Bringing Biomimicry To Cement, Offices and Daily Life

The Biomimicry Institute’s Educators’ Summit came to San Francisco last week, and it was a good chance to hear some important contributors to bio-inspired design and educators who are striving to teach this relatively new subject. Janine Benyus, the head of the institute, gave the keynote address, and Steven Vogel, Brent Constantz, Christopher Viney and Valerie Casey were among the headliners. The hundred-odd participants also gathered in five different workshops to discuss specific issues unique to the field. 
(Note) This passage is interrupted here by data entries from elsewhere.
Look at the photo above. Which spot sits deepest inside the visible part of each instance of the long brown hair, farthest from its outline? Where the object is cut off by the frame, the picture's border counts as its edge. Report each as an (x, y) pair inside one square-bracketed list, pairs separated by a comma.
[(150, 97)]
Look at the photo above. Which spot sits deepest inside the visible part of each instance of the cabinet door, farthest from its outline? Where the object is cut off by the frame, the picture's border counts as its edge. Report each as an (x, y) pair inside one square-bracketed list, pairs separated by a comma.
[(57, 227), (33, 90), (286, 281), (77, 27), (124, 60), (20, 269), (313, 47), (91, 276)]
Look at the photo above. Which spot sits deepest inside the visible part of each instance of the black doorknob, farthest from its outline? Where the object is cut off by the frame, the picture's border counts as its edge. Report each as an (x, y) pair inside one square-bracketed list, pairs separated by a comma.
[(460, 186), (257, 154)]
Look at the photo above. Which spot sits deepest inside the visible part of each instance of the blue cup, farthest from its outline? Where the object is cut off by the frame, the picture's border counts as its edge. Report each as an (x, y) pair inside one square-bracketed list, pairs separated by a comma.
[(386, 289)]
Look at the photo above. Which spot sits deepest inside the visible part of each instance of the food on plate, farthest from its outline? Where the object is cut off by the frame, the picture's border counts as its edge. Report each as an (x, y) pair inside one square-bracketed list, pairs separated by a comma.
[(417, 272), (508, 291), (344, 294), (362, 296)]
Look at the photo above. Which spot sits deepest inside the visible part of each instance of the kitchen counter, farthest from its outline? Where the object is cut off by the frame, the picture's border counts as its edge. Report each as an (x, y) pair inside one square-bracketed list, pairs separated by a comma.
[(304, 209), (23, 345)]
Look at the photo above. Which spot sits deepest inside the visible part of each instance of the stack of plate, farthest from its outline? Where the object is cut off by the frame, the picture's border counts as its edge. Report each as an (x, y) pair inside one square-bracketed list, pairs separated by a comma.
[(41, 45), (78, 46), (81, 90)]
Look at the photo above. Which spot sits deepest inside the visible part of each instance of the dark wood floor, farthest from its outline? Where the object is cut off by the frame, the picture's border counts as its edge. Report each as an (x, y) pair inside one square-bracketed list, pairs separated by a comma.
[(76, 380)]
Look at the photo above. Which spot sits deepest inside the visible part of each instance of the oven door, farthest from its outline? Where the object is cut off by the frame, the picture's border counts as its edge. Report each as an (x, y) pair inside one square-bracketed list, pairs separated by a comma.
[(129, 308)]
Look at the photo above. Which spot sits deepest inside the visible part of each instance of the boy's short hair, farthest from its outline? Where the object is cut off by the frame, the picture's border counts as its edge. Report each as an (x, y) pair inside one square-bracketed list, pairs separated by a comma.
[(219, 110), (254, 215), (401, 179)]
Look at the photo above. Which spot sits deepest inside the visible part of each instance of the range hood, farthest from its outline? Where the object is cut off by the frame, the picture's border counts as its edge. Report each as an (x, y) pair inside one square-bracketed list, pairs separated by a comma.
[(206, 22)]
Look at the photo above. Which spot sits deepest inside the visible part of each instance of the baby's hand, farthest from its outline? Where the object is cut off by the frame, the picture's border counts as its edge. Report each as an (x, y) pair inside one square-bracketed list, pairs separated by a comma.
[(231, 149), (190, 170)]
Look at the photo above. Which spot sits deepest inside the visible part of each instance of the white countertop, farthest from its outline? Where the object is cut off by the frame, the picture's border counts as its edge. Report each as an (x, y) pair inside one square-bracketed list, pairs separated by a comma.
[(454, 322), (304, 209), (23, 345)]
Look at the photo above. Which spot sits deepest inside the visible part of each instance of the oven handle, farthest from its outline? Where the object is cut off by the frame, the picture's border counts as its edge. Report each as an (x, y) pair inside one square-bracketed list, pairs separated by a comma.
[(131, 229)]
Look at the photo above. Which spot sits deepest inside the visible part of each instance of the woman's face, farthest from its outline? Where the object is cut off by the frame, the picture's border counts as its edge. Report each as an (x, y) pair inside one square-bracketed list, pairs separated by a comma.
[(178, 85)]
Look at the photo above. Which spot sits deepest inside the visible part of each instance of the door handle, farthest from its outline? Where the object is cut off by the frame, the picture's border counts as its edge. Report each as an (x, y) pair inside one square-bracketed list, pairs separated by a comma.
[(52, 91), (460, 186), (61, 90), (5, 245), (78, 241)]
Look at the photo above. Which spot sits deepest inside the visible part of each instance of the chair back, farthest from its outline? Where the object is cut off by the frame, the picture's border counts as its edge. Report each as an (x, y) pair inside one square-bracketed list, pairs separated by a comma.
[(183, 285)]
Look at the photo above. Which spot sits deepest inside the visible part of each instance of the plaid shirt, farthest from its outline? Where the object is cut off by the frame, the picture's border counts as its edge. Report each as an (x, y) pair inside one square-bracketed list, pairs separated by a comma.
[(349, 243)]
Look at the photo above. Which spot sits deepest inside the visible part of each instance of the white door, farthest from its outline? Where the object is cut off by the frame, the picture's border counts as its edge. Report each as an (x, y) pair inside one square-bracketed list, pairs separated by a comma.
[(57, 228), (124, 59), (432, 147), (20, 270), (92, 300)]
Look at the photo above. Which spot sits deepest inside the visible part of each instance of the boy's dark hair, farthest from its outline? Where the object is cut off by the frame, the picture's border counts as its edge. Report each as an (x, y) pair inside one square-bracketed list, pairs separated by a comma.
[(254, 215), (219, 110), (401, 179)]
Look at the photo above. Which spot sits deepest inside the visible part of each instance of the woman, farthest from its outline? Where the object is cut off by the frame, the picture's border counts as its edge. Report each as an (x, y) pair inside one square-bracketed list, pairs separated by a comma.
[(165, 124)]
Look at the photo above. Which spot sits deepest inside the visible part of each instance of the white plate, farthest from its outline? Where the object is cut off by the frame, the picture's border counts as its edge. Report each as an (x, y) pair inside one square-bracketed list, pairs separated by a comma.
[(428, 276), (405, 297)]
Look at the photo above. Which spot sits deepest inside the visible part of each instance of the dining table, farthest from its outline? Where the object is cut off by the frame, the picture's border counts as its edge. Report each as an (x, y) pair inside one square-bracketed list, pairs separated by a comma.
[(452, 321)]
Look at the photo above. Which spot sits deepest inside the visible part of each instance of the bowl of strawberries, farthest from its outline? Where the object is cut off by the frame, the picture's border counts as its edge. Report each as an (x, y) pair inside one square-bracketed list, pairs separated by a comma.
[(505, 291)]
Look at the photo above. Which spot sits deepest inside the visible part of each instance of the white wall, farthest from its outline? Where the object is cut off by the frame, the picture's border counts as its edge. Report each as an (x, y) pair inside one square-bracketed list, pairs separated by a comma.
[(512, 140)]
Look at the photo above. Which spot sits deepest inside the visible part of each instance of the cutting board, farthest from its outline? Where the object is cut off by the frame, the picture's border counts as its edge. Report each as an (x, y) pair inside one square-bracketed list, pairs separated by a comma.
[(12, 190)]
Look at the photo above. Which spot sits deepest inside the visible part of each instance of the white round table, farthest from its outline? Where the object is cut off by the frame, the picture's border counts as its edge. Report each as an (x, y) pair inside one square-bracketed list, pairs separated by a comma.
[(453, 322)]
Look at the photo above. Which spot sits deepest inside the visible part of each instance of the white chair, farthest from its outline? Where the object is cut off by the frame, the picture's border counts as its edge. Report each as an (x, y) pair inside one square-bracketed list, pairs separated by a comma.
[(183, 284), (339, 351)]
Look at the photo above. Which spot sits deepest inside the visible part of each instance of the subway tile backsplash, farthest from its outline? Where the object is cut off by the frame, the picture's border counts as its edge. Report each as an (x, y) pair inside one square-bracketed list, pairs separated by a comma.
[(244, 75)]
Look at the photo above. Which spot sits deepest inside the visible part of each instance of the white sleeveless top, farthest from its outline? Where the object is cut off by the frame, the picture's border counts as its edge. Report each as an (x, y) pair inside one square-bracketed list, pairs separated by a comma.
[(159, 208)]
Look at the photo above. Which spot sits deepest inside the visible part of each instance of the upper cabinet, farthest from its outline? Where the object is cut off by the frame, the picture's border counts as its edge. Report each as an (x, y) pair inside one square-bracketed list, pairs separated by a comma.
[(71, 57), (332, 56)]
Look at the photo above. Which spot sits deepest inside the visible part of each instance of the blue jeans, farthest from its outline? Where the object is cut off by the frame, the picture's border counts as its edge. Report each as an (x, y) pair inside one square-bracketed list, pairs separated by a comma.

Steven Vogel is the author of several books on biomechanics, including “Cats' Paws and Catapults,” a popular and classic text on mechanics that includes a comparison of nature and technology solutions to mechanical challenges. His classic “Life in Moving Fluids” has recently been published in a second, paperback edition and he explained his latest invention, the Nose House, a climate control design inspired by the passive temperature control found in the turbinates of certain mammals’ noses, which I wrote about previously

Vogel, now retired from Duke University, is a master communicator, delivering a soothing storyline about complex phenomena that leaves you wondering how you came to be so smart. He’s a great believer in hands-on exploration and much of his talk was advising us on what we should know to carry on his type of work, including what’s on aisle four of your local hardware store. 

Brent Constantz, another serial inventor, spoke of his company, Calera Corporation, and their efforts to combat global climate change by sequestering carbon, which I've written about before. Calera has the backing of Vinod Khosla and Bechtel Corporation, among others, and if their production can be brought up to scale, it offers one of the most promising techniques for reducing carbon in our atmosphere.  

The proprietary process captures CO2, waste heat and fly ash from power plant smokestacks (Moss Landing Power Plant, the location of one of Calera's projects, is shown above), and runs the CO2 through seawater to produce calcium carbonate that is used to make cement. Three outcomes result: The flue gas is cleaned of its harmful CO2, carbon is sequestered in the cement (thereby saving further carbon production from mining and transportation of cement that would otherwise have to be made), and seawater is pretreated for desalination for drinking water.  

Constantz started his company after studying coral reefs and their biomineralization techniques. His breakthrough was in discovering how calcite and aragonite, polymorphs of calcium carbonate, are nucleated by the marine organisms, and then in developing a benchtop technique for doing that without them. He is not new to biomineralization techniques, having developed a highly successful, and now standard, medical procedure for growing artificial bone to repair fractures.